The Sadistic ‘Bad Boy’
While evil masterminds use their dental skills as a means to a dastardly end, the sadistic ‘bad boys’ use their knowledge of dentistry as an end in itself: They just love inflicting pain on people! The sadistic bad boy doesn’t outright kill people like the evil mastermind; he maintains a successful practice and keeps a steady roster of patients that he can harm on a regular basis. Sounds like a real nice guy, right? These sadists often take their passion out of the office giving them a ‘tough guy’ persona in the films in which they appear.
Steve Martin’s character in the 1986 version of Little Shop of Horrors, Dr. Orin Scrivello, is the perfect example of our sadistic bad boy. Acting as the main villain for the first half of the movie (Rick Moranis eventually realizes that his Audrey II plant enjoys eating people way too much), Orin steals the show with his over-the-top antics. Orin wears a leather jacket and drives a motorcycle to work, like a true greaser bad boy. He even gets his own song, colorfully explaining his career choice based on his love of causing pain. It’s a lot less dark than Marathon Man or any movies with the evil mastermind dentist, but that “Dentist!” song definitely made another generation of children afraid of the dentist’s office.
The Human Being
It’s a rarity, but you can find a dentist that’s portrayed as an actual human being with no maniacal or sadistic tendencies in a movie. The normal human being is more difficult to write than the evil mastermind or the sadistic bad boy, and the character type doesn’t lend itself well to cheesy, formulaic slasher flicks. However, it’s nice to see a dentist portrayed as someone you don’t need to be terrified of once in a blue moon.
In 2005’s Thumbsucker Keanu Reeves plays the quirky and kind Dr. Perry Lyman. Thumbsucker is about as indie as an indie film can get: it’s all about coming of age, its entire soundtrack was supposed to have cover songs performed by Elliot Smith, and an intentionally low budget. If you can get past that, Reeves gives a great performance and acts as the only real support our thumb-sucking, angst-ridden teen protagonist gets throughout the film, offering up some wise life and orthodontic advice along the way.
Those are some of the more notable dentists on the silver screen. Did I leave some major characters out? Who’s your favorite on screen dental professional?

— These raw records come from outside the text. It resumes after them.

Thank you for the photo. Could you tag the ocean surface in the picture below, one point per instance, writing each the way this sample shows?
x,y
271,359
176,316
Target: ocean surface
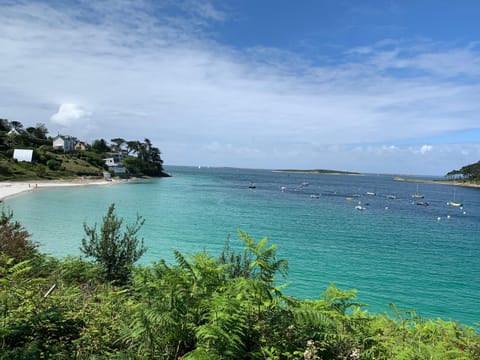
x,y
425,258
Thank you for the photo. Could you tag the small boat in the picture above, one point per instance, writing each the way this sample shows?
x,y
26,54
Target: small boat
x,y
453,203
417,195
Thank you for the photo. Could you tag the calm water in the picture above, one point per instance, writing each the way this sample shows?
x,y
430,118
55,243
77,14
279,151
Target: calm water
x,y
418,257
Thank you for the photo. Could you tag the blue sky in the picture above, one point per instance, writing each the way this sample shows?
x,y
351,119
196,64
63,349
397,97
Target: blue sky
x,y
373,86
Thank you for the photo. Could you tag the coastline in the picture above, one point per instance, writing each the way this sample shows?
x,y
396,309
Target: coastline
x,y
322,172
12,188
439,182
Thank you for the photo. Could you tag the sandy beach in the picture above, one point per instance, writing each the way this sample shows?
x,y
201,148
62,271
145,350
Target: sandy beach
x,y
11,188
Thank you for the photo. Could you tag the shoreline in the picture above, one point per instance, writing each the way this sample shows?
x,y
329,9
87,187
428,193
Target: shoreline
x,y
438,182
12,188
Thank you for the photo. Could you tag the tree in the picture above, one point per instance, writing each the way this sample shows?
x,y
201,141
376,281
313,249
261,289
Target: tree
x,y
100,146
14,239
115,251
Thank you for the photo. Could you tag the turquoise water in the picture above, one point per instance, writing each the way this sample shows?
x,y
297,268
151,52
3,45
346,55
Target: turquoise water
x,y
418,257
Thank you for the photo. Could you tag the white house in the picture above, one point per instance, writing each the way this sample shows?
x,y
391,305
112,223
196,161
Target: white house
x,y
23,155
65,143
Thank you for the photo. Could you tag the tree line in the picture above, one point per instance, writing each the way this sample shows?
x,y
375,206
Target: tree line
x,y
468,172
230,306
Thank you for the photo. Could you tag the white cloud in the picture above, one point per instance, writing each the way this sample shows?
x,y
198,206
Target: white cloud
x,y
70,114
163,78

Let us know!
“The Painless Pole” in M*A*S*H
He “committed” suicide due to a fear of impotence. They held a ceremonmial wake, during which they sang the theme song “Suicide is Painless”. The musical part was later used as the opening sequence for the series.
Great article Dylan! You have got me thinking now– will let you know if Ibcan remember one…..loved your 3 choices….
Alan Arkin (as the mild-mannered NY dentist); Peter Falk as his in law to be. movie= The InLaws. A must see for those that appreciate the comedies in the zany style of These two masters. Could have been scripted by the legendary Carl Reiner or Sid Caesar. In one scene, Falk leads Arkin (lab coat and all) running through the streets of NYC dodging bullets….as patient remains in operatory, mouth stuffed w impression material, cotton rolls, and various sets of tubing devices hanging out her mouth. Arkin is a riot, using his understated acting style, playing the dentist to perfection.
I enjoyed Matthew Perry’s character as the paronoid dentist, Dr. Nicholas Oseransky , in The Whole Nine Yards with Bruce Willis.